Селезнев осторожно взглянул налево. Во дворе несуразного, массивного, как средневековая крепость, коттеджа за мерцающим силовым забором семейство "рублевских" суетилось вокруг чадящей железной конструкции – в памяти всплыло варварское словечко «мангал».
"Мясо жарят! - ужаснулся Селезнев. - Поди, еще и натуральное!"
Глава семейства, коренастый, бритоголовый и краснолицый, поймав взгляд Селезнева, добродушно подмигнул в ответ.
Профессор отвернулся.
Четверть часа спустя «саваж» мягко притормозил перед входом в административный корпус «Октагона». Водитель отключил обзорный режим и откинул дверцу, выпуская пассажира.
- За экскурсию спасибо, - сказал Селезнев, выбираясь и потягиваясь. – Лихо водишь, порадовал. Можешь быть свободен.
- Да не за что, Игорь Всеволодович, - отозвался кибер. – Поеду-ка я к семье, к детишкам. В баньку сходим, инфракрасную, с душиком ионным, как в старину, эх!..
Дверца сочно плякнула, присасываясь к корпусу, и зеленый «саваж» унесся вдаль.

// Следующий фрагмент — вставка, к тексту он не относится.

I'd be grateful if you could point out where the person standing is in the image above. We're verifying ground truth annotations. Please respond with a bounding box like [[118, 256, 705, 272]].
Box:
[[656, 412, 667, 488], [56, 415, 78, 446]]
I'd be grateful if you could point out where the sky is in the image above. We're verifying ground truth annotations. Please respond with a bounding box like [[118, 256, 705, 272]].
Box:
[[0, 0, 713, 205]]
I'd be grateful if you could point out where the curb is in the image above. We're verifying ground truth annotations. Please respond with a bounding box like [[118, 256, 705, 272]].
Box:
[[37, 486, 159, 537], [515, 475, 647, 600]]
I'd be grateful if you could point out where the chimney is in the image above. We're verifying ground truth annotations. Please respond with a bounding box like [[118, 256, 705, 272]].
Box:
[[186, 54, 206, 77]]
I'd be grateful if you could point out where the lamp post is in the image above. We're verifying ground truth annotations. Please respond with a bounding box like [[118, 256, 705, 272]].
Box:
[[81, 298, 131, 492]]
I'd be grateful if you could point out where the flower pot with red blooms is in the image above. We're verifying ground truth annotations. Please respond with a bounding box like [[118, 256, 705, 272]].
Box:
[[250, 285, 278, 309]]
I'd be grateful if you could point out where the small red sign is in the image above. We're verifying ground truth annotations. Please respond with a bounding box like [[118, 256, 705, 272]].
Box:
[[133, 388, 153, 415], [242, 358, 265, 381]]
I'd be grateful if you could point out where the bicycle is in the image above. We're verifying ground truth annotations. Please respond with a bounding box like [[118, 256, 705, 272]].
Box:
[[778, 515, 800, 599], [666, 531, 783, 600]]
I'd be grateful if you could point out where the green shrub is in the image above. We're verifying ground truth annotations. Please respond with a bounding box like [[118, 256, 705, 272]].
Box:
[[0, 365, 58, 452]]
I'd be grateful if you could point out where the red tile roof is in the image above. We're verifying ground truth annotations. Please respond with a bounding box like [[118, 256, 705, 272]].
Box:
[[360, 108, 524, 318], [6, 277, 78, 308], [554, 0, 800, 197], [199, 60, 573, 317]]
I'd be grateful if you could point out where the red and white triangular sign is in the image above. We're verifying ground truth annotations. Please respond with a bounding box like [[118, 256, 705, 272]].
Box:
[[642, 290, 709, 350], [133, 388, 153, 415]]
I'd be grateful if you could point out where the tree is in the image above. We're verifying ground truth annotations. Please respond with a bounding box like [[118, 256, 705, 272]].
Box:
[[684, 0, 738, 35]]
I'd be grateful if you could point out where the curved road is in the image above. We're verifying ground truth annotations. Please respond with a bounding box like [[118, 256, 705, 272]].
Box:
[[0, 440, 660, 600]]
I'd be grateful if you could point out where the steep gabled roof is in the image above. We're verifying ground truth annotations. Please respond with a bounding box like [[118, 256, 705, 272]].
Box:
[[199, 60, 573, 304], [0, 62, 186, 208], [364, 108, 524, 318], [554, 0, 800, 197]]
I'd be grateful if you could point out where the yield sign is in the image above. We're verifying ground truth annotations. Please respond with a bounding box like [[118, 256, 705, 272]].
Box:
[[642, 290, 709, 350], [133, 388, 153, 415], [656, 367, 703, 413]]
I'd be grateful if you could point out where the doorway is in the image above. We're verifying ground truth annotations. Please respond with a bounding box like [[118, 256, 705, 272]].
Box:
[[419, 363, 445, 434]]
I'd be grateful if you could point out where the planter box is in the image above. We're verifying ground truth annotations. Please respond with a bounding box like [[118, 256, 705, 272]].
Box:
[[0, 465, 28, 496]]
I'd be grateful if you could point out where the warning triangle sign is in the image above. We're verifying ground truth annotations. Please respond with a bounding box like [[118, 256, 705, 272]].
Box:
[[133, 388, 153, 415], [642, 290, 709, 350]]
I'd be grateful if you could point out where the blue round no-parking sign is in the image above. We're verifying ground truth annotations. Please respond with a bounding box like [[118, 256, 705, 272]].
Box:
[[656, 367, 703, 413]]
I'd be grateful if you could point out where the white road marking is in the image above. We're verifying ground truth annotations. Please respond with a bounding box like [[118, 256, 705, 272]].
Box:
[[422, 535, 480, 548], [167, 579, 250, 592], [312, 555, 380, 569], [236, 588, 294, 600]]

«Увижу Беневского, - думал Селезнев, шагая по пустым прохладным коридорам «Октагона», - первым делом спрошу, где он взял такого чудо-водителя. Кибер с чувством юмора – это что-то новенькое».
Однако при виде адмирала все посторонние мысли мигом вылетели из селезневской головы. Адмирал Беневский был беременным. Форменный синий с серебром комбинезон туго обтягивал изрядное пузико, что-нибудь около седьмого месяца срока.

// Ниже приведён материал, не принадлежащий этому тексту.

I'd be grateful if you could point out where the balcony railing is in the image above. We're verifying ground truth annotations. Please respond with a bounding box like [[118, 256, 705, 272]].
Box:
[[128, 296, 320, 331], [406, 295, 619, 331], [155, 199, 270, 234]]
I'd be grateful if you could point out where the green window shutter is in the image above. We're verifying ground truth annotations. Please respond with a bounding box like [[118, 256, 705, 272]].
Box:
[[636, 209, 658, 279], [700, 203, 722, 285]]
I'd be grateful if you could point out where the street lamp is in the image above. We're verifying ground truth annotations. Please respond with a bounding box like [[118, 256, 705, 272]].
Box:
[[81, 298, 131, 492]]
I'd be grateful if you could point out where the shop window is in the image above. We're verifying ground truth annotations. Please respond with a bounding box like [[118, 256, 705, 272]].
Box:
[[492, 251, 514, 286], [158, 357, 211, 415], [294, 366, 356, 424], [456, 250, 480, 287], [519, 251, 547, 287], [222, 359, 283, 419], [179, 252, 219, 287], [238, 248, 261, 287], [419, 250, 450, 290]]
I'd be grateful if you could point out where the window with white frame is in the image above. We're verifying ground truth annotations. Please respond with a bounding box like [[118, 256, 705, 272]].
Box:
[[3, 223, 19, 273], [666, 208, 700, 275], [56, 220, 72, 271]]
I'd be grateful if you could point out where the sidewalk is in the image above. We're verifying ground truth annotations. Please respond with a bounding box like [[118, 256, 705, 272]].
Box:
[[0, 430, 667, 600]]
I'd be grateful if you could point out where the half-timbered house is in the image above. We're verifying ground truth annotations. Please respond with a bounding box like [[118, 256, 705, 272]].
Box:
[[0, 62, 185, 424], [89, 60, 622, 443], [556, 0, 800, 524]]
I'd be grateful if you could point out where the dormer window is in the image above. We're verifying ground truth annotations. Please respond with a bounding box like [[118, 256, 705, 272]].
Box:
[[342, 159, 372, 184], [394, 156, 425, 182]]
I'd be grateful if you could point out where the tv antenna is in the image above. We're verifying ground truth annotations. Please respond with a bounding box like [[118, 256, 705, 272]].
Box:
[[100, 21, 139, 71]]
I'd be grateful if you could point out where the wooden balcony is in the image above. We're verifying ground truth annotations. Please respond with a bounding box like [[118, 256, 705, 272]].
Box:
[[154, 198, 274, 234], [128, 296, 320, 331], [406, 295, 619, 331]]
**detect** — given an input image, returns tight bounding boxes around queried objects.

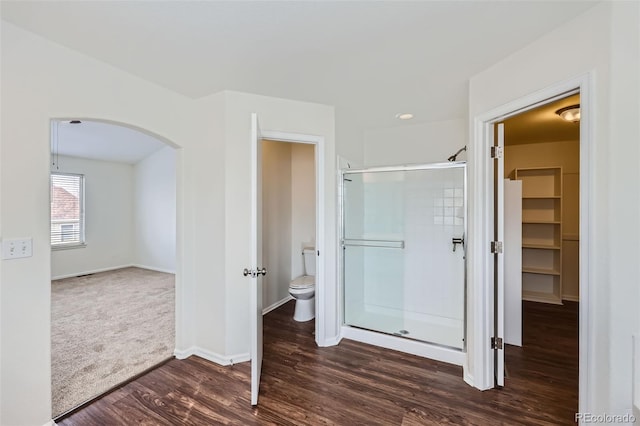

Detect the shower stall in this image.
[341,162,467,353]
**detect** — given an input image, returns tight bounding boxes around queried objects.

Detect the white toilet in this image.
[289,247,316,322]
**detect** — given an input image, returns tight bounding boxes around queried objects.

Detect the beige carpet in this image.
[51,268,175,417]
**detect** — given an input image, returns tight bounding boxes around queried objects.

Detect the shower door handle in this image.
[451,237,464,252]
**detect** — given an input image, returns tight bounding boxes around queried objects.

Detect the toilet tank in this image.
[302,247,316,276]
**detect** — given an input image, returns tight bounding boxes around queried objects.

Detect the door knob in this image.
[242,267,267,278]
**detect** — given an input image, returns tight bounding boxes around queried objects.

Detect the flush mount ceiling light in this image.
[396,112,413,120]
[556,104,580,123]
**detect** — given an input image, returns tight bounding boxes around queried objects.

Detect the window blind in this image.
[51,173,84,247]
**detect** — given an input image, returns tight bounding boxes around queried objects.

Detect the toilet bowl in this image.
[289,247,316,322]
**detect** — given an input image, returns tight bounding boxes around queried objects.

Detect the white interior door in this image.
[493,123,505,386]
[245,113,266,405]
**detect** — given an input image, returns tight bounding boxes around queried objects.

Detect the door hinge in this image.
[491,145,502,159]
[491,337,502,349]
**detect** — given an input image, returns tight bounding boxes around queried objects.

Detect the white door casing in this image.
[465,72,597,412]
[245,113,263,405]
[493,123,505,386]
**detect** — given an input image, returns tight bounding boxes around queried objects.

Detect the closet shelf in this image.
[522,266,560,275]
[522,195,562,200]
[522,243,561,250]
[514,167,563,304]
[522,220,562,225]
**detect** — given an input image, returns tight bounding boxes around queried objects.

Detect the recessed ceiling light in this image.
[396,112,413,120]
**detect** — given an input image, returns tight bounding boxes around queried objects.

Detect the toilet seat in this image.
[289,275,316,290]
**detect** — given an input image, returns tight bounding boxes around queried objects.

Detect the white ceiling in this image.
[2,0,595,135]
[51,120,167,164]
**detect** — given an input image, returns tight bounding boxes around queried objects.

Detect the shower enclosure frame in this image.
[337,161,469,366]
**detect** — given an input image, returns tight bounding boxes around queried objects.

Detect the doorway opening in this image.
[261,139,317,328]
[495,93,580,421]
[50,119,177,419]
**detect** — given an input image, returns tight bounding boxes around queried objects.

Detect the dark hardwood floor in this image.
[58,302,578,426]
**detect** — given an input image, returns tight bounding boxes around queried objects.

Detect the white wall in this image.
[262,141,292,307]
[290,143,316,278]
[0,22,338,426]
[0,21,194,426]
[133,147,176,273]
[468,2,640,414]
[223,92,338,354]
[364,118,467,166]
[51,156,134,279]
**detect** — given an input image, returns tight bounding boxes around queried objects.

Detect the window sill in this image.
[51,243,87,251]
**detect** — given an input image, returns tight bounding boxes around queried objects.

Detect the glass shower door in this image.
[342,163,466,349]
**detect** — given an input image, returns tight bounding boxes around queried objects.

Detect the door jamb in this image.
[465,72,595,412]
[261,130,327,346]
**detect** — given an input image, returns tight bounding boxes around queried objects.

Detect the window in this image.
[51,173,84,248]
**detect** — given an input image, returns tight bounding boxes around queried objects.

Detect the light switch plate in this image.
[2,238,33,259]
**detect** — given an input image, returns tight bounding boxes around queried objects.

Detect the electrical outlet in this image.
[2,238,33,259]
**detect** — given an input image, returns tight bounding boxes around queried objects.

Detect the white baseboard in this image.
[342,326,466,366]
[51,265,134,281]
[262,295,294,315]
[317,336,342,348]
[562,294,580,302]
[131,264,176,274]
[173,346,251,365]
[462,368,475,388]
[173,346,196,359]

- Густав, - восхищенно вскричал Селезнев, простирая руки навстречу старому знакомцу, - и ты молчал?! Ну ты даешь, дружище!
- Да я как-то… - смутился Беневский. Он вылез из-за своего стола несколько неуклюже, и объятие получилось предсказуемо неловким. – Закрутился, понимаешь… Да и чего тут такого, вовсе неинтересно…

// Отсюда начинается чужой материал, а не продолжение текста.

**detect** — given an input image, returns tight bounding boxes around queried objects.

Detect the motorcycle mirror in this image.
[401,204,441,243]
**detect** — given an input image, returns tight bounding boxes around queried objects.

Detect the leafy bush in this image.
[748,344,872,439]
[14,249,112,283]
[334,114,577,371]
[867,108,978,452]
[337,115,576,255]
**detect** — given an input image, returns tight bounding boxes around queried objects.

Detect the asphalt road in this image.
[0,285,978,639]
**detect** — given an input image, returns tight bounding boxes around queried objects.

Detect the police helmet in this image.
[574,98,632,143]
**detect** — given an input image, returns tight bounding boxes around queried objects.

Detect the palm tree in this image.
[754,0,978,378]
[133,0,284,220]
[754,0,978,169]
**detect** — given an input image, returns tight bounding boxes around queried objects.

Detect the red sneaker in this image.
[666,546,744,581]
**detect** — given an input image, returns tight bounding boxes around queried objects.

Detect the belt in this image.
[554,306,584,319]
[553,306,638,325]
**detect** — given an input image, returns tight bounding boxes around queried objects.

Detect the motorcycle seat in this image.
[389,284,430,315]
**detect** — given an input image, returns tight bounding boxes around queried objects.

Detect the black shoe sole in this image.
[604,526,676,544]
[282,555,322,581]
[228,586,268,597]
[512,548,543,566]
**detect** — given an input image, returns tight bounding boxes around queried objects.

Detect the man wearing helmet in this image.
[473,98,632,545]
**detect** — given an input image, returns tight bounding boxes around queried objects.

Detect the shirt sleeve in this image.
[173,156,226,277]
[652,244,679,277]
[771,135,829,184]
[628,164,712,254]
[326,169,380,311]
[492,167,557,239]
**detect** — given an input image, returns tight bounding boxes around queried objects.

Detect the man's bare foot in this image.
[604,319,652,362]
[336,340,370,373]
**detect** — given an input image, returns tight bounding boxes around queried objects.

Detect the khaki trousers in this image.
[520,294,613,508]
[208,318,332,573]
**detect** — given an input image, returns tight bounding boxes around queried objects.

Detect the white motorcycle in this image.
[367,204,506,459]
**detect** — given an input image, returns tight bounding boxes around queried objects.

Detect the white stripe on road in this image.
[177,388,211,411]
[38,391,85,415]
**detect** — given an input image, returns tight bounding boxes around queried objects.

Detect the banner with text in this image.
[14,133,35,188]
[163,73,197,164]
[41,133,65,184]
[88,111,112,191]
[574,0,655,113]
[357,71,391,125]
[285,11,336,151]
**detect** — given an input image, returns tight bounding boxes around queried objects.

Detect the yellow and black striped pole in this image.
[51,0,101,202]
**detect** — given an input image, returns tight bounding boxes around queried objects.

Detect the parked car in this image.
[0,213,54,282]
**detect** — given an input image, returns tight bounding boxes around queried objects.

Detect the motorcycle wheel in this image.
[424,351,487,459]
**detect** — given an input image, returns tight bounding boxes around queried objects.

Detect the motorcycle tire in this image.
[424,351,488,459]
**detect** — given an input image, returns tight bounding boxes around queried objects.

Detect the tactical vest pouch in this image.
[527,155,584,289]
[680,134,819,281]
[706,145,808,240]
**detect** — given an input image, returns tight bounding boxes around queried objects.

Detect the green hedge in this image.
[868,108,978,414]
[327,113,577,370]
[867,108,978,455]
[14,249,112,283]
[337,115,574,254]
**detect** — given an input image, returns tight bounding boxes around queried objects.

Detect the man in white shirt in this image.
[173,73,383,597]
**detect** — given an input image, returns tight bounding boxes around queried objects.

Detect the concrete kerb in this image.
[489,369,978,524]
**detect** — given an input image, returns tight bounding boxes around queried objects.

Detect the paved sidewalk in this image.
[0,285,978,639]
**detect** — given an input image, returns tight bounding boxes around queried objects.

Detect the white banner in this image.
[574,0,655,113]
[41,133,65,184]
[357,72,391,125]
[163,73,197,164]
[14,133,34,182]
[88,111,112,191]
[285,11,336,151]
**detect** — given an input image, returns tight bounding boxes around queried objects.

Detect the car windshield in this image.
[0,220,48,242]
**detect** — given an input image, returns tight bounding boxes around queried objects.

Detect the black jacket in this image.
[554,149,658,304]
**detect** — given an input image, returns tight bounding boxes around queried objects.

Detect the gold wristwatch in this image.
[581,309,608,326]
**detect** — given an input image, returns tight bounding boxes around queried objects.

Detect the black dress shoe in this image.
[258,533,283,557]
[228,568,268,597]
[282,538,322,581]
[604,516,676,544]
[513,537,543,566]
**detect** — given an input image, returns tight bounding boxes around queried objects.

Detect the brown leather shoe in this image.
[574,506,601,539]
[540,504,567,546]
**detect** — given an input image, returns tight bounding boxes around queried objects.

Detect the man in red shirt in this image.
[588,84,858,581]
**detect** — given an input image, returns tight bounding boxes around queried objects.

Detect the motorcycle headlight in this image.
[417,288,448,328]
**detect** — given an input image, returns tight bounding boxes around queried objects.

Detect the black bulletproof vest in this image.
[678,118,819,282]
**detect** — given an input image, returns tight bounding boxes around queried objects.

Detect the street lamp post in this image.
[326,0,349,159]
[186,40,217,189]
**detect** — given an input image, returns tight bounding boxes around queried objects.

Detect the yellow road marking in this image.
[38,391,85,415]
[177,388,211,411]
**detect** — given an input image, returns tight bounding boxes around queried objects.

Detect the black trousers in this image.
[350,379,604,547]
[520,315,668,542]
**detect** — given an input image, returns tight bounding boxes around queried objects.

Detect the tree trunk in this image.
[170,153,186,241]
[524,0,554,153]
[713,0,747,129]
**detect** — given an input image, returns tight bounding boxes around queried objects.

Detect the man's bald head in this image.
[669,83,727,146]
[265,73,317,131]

- Как это неинтересно?! – воскликнул Селезнев. – Еще как интересно! Ну-ка, ну-ка, рассказывай. У вас с Руисом это ведь… уже второй будет?
Руис Дукумбе был штурманом Космофлота и свитч-женой Густава Беневского, причем обстоятельства их встречи и история любви могли бы послужить сюжетом для какой-нибудь популярной голодрамы. Для начала, Руису было четырнадцать лет, когда тридцатитрехлетний Беневский заметил его на Шестом Африканском Конкурсе юных навигаторов и влюбился без памяти – слава науке, что Дукумбе уже достиг возраста полной социальной ответственности и ответил взаимностью. Потом были дальние рейсы и героические походы, причем в рейсы и походы ходил Дукумбе, а Беневский, к тому времени уже получивший вице-адмирала, ужасно за него переживал, пил стаканами «КВ» с крепостью как минимум на двенадцать минут гарантированного опьянения и боялся, как бы его, Беневского, не заподозрили в протекции. Однако юный Руис выказывал недюжинные таланты в астрогации, и его продвижение по службе никто не счел бы результатом вмешательства свыше. А еще он проявил себя как любящая жена и заботливая мать – благо «инъекция Раджива Пандхари», знаменитый «genderswitсh», теперь позволяла с легкостью познать радости материнства как женщине, так и мужчине. В конце концов Беневский успокоился и теперь испытывал по отношению к своему семейному союзу (моногамному и, на вкус многих, несколько старомодному) тихую гордость.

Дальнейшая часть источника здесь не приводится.